I viaggi forsennati in auto non sembrano, a questo punto, un modo per affermare un desiderio di vita (“Un inno alla vita” è definito il romanzo in quarta di copertina), ma un cupio dissolvi che mi ha ricordato subito le corse notturne in Ferrari del Toby Dabbit di Fellini (in Tre passi nel delirio, da Poe): un riferimento che chiunque abbia più di cinquant’’anni avrà ben presente.

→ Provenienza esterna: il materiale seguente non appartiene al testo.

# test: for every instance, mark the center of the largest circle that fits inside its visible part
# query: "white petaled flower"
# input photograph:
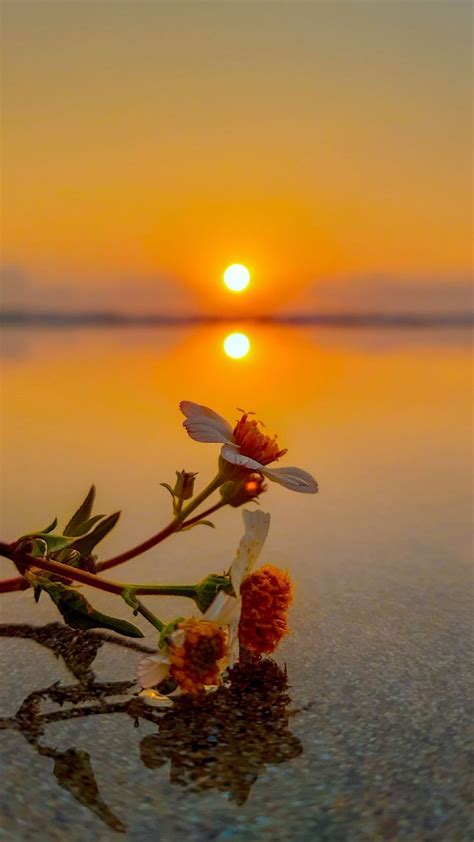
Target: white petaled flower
(195, 655)
(245, 445)
(226, 608)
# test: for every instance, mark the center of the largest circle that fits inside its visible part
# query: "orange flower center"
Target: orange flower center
(255, 444)
(266, 598)
(198, 660)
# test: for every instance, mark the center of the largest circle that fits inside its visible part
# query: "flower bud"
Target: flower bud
(239, 493)
(184, 488)
(208, 589)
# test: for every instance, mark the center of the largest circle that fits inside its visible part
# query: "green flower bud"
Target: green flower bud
(184, 488)
(208, 589)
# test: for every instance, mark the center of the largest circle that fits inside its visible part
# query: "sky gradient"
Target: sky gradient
(147, 145)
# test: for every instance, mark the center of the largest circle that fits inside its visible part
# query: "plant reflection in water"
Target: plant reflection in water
(222, 741)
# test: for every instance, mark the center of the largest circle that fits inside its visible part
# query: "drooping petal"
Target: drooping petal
(203, 424)
(231, 453)
(257, 525)
(153, 669)
(233, 645)
(293, 478)
(155, 699)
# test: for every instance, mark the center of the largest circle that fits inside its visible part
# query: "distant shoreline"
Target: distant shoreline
(109, 319)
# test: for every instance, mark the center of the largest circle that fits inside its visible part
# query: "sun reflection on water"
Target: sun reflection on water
(236, 345)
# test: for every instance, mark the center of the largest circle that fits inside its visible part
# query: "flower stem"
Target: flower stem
(85, 578)
(174, 526)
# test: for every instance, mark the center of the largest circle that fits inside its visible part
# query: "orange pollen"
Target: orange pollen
(200, 658)
(266, 598)
(255, 444)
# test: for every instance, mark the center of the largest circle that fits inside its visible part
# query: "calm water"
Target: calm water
(369, 740)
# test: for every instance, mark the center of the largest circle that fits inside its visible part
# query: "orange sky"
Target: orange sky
(158, 142)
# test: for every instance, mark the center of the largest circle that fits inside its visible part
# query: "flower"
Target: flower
(245, 446)
(266, 597)
(257, 612)
(194, 655)
(245, 491)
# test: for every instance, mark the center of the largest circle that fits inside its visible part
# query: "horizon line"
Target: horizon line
(108, 318)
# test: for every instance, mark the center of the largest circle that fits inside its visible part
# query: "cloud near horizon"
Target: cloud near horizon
(21, 291)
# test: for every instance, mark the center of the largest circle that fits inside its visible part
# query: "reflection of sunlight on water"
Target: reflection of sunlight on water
(236, 345)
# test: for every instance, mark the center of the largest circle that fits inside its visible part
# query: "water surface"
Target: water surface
(372, 728)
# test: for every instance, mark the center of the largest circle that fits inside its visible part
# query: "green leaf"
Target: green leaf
(86, 544)
(83, 513)
(79, 613)
(51, 526)
(86, 526)
(168, 488)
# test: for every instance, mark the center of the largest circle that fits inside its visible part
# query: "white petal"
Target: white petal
(231, 453)
(223, 609)
(203, 424)
(233, 645)
(257, 525)
(293, 478)
(152, 669)
(155, 699)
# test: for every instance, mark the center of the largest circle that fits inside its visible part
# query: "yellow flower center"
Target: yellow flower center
(255, 444)
(199, 659)
(266, 597)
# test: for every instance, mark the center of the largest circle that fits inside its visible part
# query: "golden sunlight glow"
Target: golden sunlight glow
(236, 345)
(237, 277)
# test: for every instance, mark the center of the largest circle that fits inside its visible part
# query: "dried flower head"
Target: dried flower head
(266, 597)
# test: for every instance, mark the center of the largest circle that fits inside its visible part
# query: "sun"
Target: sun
(236, 277)
(236, 345)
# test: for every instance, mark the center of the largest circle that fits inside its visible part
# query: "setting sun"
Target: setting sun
(236, 277)
(236, 345)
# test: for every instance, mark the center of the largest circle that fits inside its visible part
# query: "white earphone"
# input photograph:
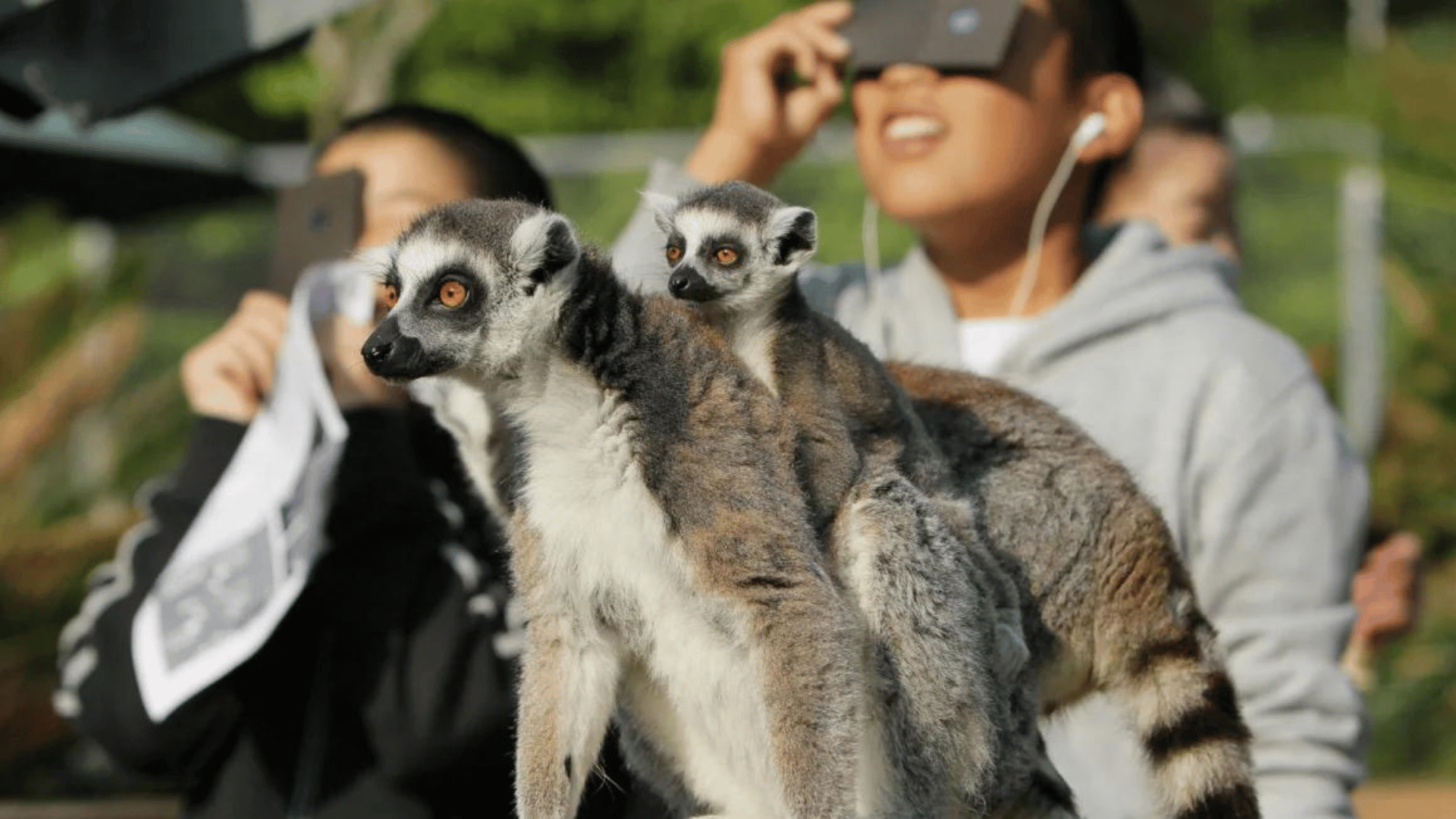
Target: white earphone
(1088, 130)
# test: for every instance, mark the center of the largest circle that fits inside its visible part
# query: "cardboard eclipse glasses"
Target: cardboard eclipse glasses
(949, 36)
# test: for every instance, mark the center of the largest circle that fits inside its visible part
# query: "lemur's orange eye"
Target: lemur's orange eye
(453, 293)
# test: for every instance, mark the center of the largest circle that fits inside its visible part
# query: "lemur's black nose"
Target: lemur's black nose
(691, 286)
(376, 354)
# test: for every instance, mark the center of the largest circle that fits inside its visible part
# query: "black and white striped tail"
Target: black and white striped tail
(1187, 719)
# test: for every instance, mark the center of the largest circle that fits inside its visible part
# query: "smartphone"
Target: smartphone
(318, 221)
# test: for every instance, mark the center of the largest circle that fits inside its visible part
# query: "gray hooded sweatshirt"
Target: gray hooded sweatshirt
(1225, 426)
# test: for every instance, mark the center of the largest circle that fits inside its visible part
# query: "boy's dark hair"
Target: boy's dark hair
(498, 168)
(1169, 102)
(1106, 39)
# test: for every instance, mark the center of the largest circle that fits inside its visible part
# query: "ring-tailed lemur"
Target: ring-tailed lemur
(1110, 591)
(660, 544)
(949, 613)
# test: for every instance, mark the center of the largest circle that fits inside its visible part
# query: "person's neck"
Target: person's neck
(982, 268)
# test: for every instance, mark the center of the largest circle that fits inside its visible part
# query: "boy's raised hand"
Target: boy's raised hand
(759, 124)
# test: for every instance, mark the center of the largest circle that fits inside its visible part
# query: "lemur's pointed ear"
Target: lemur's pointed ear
(663, 207)
(792, 235)
(542, 246)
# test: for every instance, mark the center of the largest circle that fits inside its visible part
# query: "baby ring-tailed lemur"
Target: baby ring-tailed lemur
(660, 545)
(1110, 591)
(948, 611)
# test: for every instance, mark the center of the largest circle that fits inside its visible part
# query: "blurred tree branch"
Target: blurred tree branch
(79, 375)
(357, 55)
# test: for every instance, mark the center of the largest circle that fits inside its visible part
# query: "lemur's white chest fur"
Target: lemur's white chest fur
(689, 678)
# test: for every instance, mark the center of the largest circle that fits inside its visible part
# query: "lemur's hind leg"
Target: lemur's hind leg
(935, 643)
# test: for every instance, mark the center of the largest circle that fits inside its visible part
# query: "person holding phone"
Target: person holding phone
(388, 689)
(990, 129)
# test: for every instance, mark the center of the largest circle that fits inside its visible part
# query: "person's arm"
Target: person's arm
(98, 691)
(756, 129)
(1280, 509)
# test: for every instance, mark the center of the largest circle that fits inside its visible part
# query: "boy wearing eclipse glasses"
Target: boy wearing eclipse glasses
(990, 127)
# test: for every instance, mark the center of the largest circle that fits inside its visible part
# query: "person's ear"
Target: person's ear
(1120, 102)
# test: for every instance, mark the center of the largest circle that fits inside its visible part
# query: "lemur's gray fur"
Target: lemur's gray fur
(1112, 599)
(660, 545)
(946, 608)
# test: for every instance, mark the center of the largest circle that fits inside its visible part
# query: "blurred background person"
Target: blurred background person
(1181, 175)
(388, 689)
(1144, 344)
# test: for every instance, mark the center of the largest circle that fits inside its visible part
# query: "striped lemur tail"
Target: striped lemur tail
(1171, 679)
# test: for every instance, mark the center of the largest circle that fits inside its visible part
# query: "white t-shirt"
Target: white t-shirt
(984, 341)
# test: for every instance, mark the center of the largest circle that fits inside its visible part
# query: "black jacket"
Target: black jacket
(395, 664)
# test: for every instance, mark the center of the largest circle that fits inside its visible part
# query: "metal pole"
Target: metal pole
(1362, 357)
(1362, 371)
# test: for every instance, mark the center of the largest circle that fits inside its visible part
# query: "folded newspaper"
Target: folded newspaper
(251, 548)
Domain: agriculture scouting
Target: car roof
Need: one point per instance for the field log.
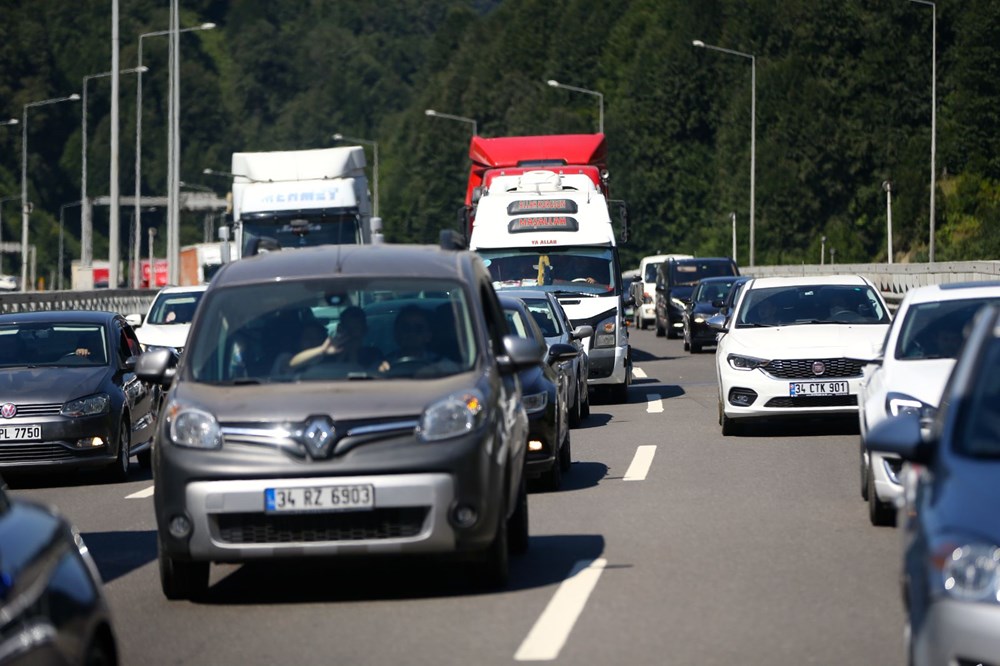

Accettiamo alla fine l’insistita e anche molesta parodia del cinismo hard boiled perché vi intuiamo dietro la fragilità declinante di un uomo malato che si aggrappa al successo ottenuto solo fingendo di essere ciò che non è, e vive, in effetti, in una sorta di limbo dell’esistenza. A ricordare questa dimensione privata, nascosta, ci sono i dialoghi con il fratello, l’unico confidente vero di tutto il romanzo, le allucinazioni, o se volete, le apparizioni fantasmatiche dal sapore cinematografico (il padre morto sotto forma di gigantesca lepre) e i momenti in cui spazio e tempo si sfasano, il narrare si trova a rivivere il passato, o a vivere un passato che non sembra nemmeno il suo.
Nel descrivere il suo dolente e sofferente personaggio, Krauspenhaar dissemina numerosi dettagli che rimandano a una dimensione autobiografica; non lasciamoci ingannare dalle affinità, in questo romanzo anche l’autofiction sembra un tranello.